Speaking to City PM in Cannes, Rob Tincknell, chief executive of Battersea Power Station Development Company conceded that it has witnessed a slowdown, mainly as a result of George Osborne’s stamp duty reforms at the end of 2014, which introduced a higher tax rate of 12 per cent for homes over £1.5m.

“We have had three very exceptional years for residential and the market has now returned to what I would call normal market conditions. And stamp duty has had a relatively big impact on the market.”

However, he insisted that interest from both British and foreign buyers remained buoyant, with £110m sales completed in the last four months and over 1,500 flats in the iconic red building and the rest of the development sold to date.

“That £110m is less than what we have seen in previous quarters but is still a pretty good figure and is strong evidence of a scheme where there is good demand,” he said. His comments come after City PM revealed that more than 76 flats listed for resale had had their asking prices slashed since the third quarter of last year, according to Propcision, with some seeing discounts as large as 38 per cent and raising questions over foreign investors exiting the scheme.

But Tincknell said that whilst asking prices on some resales had been cut, buyers were still get an average uplift of 30 per cent following those discounts and with only 10 per cent reassigned in the first phase.

Responding to criticism that not enough flats have been sold to Londoners, he further argued that foreign investors were needed to help buy flats off flat plan at the early stages, with the number of British buyers rising closer to completion. Of the 10 resales completed a month, 70 per cent are to UK buyers, the company claims.
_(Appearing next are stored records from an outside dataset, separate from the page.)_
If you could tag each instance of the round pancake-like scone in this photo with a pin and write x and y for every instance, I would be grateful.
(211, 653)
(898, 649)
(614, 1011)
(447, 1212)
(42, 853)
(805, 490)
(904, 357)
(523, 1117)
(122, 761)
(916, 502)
But Tincknell said that whilst asking prices on some resales had been cut, buyers were still get an average uplift of 30 per cent following those discounts and with only 10 per cent reassigned in the first phase. The company is now turning its focus to commercial space and will today announce a raft of local businesses moving into the first phase of the scheme – Circus West.

These include a new branch of Peckham-based restaurant Pedler and other neighbourhood shops such as florists, butchers and bakers – shops that Tincknell says will create a sense of local community.

In the next three months the company also hopes to announce its first office tenant, with Time Warner song the names understood to be looking at the scheme.

With just months to go before the first homes on site at Circus West, Tincknell insists that Battersea, with the support of its Malaysian owners, is still going at full speed: "We are doing really well. It is not as good as it has been but it is certainly not a panic."